The President of the United States, Joe Biden has arrived in Canada where he is billed to meet Prime Minister Justin Trudeau and address parliament, with reports that a deal has been struck on managing undocumented migration across the neighbours’ long border.
With the activities mostly scheduled for Friday, trade, Canada’s meagre defence spending, and a prospective international force to manage troubled Haiti are expected to be on the agenda.
As Biden went north, news broke of a deal to crack down on unauthorised migration by asylum seekers transiting through the US into Canada, which had been another contentious topic in the otherwise cordial relationship.
According to The New York Times and the Los Angeles Times, Canada will be able to stop illegal migrants at the Roxham Road crossing point on the frontier between New York state and Quebec.

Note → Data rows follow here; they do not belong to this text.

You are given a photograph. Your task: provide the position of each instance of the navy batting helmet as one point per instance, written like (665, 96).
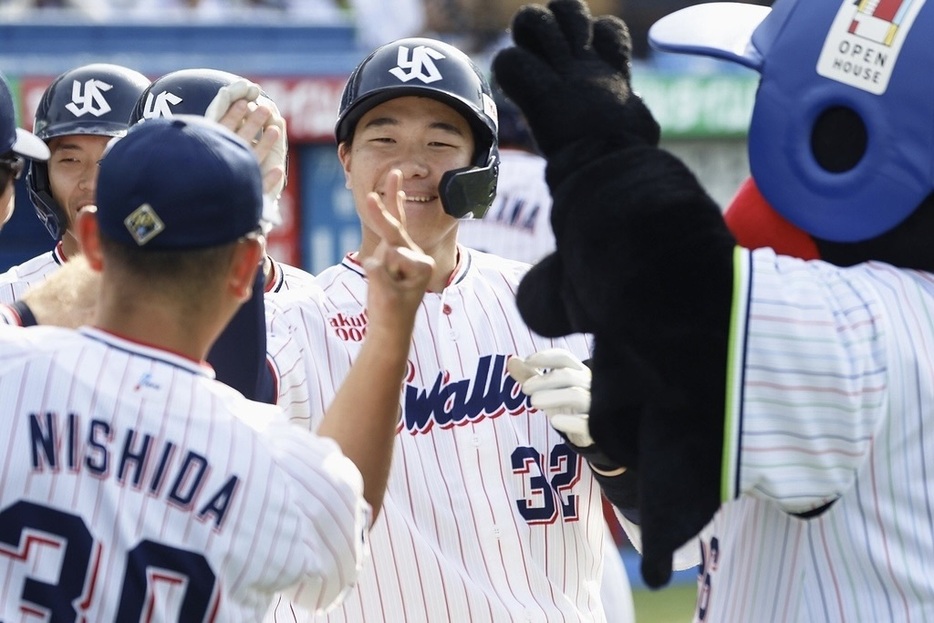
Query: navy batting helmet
(93, 99)
(841, 135)
(182, 92)
(429, 68)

The flow of migrants there has been a source of irritation in domestic Canadian politics, much as it is in Washington concerning illegal entries across the US-Mexico border.
The reports said that Canada has agreed in return to take in some 15,000 asylum seekers from Latin America through legal channels, a move that will ease the pressure on the southern US border.

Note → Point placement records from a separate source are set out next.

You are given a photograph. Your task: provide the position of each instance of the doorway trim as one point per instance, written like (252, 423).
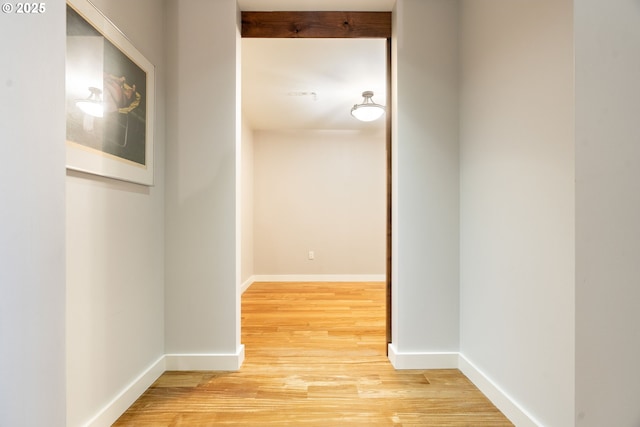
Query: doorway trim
(343, 24)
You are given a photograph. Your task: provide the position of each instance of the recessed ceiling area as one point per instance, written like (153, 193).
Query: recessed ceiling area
(311, 83)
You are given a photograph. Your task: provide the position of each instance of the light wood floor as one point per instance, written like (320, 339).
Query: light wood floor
(315, 356)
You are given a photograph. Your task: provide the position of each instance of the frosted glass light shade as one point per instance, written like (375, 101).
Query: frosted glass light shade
(368, 111)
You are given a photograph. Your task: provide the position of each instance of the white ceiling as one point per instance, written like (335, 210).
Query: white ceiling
(311, 83)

But as Biden and his wife First Lady Jill Biden arrived at Trudeau’s home Thursday evening for dinner, the president declined to answer a reporter’s question on the deal.
He then accompanied the prime minister and his wife Sophie Gregoire Trudeau inside.

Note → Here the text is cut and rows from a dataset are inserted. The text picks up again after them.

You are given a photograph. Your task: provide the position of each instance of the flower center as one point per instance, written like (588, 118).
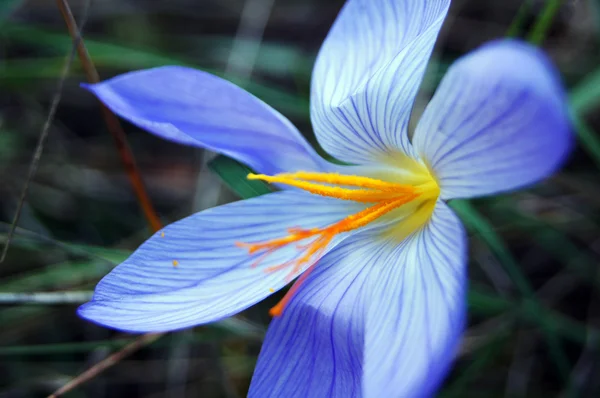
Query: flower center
(380, 197)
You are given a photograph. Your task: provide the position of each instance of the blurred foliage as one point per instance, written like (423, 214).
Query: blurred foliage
(534, 328)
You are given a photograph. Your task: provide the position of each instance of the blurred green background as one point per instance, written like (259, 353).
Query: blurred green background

Earlier, Press Secretary Karine Jean-Pierre would not confirm the news but said “we will hear more about it from the president and the prime minister tomorrow.”
Ahead of the visit, the two sides stressed their close integration.
“I think that’s going to be the theme of this visit, that we are there making each other stronger and better,” Canada’s ambassador to the United States, Kirsten Hillman, told CBC.
But only modest, if any, progress is expected on tensions over Biden’s Inflation Reduction Act — a massive programme to subsidise and kickstart US-based development of electric vehicles and other clean energy products.
‘We are looking for more inclusion in exactly those things,’ a senior Canadian government official told reporters.
‘We want a North America that is globally competitive, so that our two economies which are already so integrated, where so many businesses and jobs and supply chains rely on each other, can compete with the world and can be successful together.’
Another expected item on the agenda is the financing of the neighbours’ mutual defence pacts, both as members of NATO and their joint air defence system for North America, named NORAD.
Africa Today News, New York reports that the US government has been pressuring Canada to increase its defence spending, which in 2022 was just 1.33 percent of GDP. This is scheduled to rise to 1.59 percent from 2026 but that’s still well below the NATO alliance requirement of minimum two percent of GDP spending.